Baby Calendar Month 118 Comments
Your baby is busy learning so many things and combining skills. For instance, his memory skills and language skills are closely tied. Take advantage of this intellectual growth by playing interactive games. Give your baby a chance to respond to directions whenever possible. If baby has been answering "No!" either verbally or with an emphatic head shake ask baby questions that give her a chance to say no or yes, like "Do you want a drink?" Prompt baby if necessary. Babies also love gestures at this age, especially pointing. Build on this by holding up two options when picking out clothing, "Do you want the blue jeans or the red pants?" or food, "Do you want carrots or pears?" or toys, "Do you want to play with the ball or your truck?" Whenever possible build on the labeling of objects in baby's environment by adding color words or shape words as well. Babies learn this concept through this exposure in simple natural way.

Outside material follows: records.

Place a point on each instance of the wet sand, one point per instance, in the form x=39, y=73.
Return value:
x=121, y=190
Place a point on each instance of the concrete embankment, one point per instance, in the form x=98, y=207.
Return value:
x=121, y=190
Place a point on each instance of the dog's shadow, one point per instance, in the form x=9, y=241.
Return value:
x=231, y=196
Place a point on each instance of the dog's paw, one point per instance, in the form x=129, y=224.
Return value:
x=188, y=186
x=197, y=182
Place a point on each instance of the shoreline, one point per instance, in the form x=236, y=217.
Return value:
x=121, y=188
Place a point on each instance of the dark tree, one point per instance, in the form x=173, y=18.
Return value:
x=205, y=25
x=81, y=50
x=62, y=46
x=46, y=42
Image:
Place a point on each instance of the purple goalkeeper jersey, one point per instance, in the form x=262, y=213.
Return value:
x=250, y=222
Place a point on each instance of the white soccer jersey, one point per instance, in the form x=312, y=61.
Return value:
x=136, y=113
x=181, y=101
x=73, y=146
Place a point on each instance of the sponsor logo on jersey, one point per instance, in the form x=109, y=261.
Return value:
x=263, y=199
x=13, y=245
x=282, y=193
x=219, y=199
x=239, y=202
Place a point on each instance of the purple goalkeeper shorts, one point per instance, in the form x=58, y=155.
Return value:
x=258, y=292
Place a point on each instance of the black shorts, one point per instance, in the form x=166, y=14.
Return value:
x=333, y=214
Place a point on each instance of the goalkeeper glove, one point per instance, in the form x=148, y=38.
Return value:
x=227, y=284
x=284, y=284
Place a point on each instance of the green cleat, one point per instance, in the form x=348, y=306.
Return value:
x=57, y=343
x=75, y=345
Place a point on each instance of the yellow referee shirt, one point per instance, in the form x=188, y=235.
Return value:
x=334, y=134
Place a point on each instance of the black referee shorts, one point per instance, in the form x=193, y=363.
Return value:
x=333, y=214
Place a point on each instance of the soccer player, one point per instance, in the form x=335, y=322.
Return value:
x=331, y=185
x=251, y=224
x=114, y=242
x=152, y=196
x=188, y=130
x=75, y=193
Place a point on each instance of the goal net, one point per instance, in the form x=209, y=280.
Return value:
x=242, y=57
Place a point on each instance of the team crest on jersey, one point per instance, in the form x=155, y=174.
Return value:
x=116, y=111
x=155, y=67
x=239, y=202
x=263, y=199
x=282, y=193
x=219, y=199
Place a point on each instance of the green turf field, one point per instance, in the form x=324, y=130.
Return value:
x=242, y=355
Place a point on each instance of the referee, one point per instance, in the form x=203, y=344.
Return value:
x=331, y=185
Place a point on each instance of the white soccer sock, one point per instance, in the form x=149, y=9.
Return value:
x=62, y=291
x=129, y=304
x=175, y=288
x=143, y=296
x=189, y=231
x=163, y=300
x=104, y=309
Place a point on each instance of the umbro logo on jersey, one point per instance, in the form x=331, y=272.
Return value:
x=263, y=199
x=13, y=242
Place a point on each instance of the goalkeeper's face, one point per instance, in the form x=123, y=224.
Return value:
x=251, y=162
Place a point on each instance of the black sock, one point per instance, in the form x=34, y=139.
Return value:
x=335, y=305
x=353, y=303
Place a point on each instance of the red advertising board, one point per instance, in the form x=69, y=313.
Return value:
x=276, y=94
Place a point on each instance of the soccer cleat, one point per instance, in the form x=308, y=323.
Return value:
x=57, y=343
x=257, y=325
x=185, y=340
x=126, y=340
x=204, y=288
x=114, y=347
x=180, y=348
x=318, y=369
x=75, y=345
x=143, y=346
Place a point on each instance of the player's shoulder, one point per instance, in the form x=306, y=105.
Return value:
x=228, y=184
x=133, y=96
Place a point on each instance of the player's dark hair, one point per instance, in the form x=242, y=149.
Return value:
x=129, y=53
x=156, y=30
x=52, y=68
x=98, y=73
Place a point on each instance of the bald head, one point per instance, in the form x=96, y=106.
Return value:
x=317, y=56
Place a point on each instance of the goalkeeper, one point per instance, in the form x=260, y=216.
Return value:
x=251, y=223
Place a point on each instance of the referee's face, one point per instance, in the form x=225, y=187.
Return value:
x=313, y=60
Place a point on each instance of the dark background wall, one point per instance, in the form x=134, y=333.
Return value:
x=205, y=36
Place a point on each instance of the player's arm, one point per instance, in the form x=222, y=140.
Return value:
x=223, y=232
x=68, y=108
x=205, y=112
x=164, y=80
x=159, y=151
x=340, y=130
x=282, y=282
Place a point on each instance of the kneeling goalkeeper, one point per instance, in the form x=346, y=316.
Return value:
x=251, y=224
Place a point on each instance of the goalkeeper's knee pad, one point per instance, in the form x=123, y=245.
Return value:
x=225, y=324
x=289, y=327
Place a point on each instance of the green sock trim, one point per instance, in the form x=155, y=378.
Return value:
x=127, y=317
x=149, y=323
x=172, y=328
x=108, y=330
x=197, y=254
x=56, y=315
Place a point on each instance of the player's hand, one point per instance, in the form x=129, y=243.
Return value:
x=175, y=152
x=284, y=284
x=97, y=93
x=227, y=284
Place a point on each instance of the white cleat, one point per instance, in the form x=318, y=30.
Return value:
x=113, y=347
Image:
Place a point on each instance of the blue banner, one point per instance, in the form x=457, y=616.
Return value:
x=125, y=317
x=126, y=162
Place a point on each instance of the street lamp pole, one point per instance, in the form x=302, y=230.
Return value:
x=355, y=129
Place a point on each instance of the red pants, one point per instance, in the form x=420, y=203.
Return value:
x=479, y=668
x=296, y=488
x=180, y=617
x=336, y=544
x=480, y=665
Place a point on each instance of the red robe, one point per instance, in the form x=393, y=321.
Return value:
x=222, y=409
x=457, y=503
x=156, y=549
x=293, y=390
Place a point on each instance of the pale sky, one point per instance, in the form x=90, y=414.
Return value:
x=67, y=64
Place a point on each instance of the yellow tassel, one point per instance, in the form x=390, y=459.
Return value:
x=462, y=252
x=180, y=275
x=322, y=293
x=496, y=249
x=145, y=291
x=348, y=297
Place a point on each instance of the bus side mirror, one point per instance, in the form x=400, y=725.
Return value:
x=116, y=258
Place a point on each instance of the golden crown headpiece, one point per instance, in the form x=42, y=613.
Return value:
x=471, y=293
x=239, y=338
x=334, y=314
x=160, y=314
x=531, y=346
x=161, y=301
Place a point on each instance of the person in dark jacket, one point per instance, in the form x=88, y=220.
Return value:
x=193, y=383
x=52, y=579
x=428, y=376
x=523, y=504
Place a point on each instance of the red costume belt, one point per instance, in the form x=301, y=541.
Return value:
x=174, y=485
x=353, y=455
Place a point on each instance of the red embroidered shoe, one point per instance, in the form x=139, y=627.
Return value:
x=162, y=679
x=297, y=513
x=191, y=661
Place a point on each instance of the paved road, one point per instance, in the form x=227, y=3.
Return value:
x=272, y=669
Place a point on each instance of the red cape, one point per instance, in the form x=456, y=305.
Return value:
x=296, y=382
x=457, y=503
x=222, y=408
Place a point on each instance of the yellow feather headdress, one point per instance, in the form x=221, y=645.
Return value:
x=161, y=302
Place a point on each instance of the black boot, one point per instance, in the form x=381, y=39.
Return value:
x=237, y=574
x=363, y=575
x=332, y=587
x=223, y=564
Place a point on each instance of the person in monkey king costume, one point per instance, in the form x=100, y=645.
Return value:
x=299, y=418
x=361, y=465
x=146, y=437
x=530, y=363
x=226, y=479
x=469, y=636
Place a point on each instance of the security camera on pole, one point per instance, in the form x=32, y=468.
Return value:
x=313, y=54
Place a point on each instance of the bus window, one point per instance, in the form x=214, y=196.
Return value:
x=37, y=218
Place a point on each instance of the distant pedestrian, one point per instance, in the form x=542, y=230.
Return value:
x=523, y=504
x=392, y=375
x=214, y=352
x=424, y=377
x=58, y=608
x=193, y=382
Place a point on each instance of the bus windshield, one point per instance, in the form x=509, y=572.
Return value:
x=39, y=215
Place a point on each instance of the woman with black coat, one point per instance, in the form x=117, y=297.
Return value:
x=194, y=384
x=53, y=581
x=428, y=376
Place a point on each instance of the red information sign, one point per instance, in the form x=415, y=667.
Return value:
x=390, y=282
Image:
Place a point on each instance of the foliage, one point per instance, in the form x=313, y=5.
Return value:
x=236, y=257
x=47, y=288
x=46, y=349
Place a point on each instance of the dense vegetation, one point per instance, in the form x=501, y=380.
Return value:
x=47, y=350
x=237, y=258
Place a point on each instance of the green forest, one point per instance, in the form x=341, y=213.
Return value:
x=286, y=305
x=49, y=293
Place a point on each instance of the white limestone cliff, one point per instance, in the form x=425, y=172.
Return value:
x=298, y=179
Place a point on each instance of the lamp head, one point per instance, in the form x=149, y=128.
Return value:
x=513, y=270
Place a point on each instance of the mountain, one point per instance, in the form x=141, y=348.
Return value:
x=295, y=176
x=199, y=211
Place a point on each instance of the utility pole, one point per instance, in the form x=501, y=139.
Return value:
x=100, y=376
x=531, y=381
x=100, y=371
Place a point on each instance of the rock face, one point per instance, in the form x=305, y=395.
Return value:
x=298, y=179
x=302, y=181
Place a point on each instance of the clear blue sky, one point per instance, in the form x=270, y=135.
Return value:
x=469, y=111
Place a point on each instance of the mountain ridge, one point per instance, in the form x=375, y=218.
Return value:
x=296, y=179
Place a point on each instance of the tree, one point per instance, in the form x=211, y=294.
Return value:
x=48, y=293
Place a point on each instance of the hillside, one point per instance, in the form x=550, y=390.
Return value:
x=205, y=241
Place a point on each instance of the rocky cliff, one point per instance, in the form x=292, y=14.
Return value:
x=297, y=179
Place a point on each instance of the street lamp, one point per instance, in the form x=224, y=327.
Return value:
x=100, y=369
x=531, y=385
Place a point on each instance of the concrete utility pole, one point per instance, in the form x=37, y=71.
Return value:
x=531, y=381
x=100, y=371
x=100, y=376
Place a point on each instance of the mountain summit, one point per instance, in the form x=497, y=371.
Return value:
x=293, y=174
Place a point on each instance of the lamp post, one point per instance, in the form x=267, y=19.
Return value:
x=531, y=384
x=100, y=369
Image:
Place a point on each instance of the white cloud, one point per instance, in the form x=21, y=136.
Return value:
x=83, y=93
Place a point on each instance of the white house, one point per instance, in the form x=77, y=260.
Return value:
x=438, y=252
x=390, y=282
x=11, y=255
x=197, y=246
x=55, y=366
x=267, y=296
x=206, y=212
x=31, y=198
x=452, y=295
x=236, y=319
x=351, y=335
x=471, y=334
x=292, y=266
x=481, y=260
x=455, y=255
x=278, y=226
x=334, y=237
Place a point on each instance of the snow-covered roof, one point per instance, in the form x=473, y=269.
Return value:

On the gross motor skill development side, eleven month olds are also combining these skills. Depending on their development rate, your little one may be starting to bend and pick up items while standing, turning while cruising, or pushing or pulling toys while taking steps, supported by you or big furniture pieces, or possibly while unsupported. By including some toys in baby's walking or cruising time you can help baby refine those gross motor skills. Have baby kick at a ball, or let her pick it up from the floor while leaning against the couch, or one hand on a table.
While not exactly a nutritional issue, pacifier use may be coming to a natural, or not so nature ending right now. This is actually an ideal time to "wean" baby from the pacifier as if the practice continues it will become very difficult to stop for a good long while. It's usually best not to go cold turkey by hiding or throwing it away altogether especially since most children this age are still struggling with separation anxiety particularly at bedtime. Talk to baby about pacifier being for night-night or car trips only, perhaps. Eventually wean away at bedtime as well.
You might try introducing the baby to drinking from a cup if you haven't already, or to drinking without a sippy lid especially if baby does this while at the high chair. Giving baby a cup of juice without a lid and while not strapped at the table safely is only begging for carpet cleaning duty. You might also give your little one a dish set with safe utensils like a spoon and fork, and his own special plate. Do not however substitute a sippy cup for a pacifier. You've seen those children sucking at cups of juice. You can almost see the cavities forming before your eyes. Sippy cups are not soothers but for the purpose of drinking only.
Babies don't usually have a well check this month. One thing you might want to be especially cautious with now however, that concerns baby's safety is his bath time. Baby's love of standing, climbing and jumping don't end at bath time, although it would be great if they did. NEVER leave a child unattended even for a second at this age. A baby bath ring or seat is not a safety device, but rather a convenience device. It's like having an extra hand, not a flotation device. If yours tips or is at all unsteady, stop use immediately. Keep baby's water around 90 to 100 degrees Fahrenheit and consider getting a cover for the water spout so baby doesn't so easily bonk her head on it. It's common for little ones to pop up and fall, possibly gashing their chins so keep a hand on baby at all times. They are quick now and very slippery. An older child watching for just a minute is a disaster or tragedy waiting to happen. Only adults should supervise a busy baby's bath time.
Tips for Mom and Dad
Baby's love of words, books, language and gestures make reading a fun bonding time for parent and child. Books can be expensive, but invest in ones that can stand up to heavy baby love which typically includes dragging, chewing, and flinging. Get a few titles every couple weeks from the local library to make book time even more special. Don't limit yourself to the text. Consider it an option, a starting point or springboard. Have conversations about the story.
- "What will Jimmy do next?"
- "What is that Puppy is chewing on?"
- "Where is the ball?"
- "Show Mommy the bird."
Give baby plenty of opportunities to use the pointing finger she loves to use so much. Babies love rhythm, rhymes and silly humor now in their books. Having a special night time book is a great bedtime ritual to help ward off those separation anxiety tears.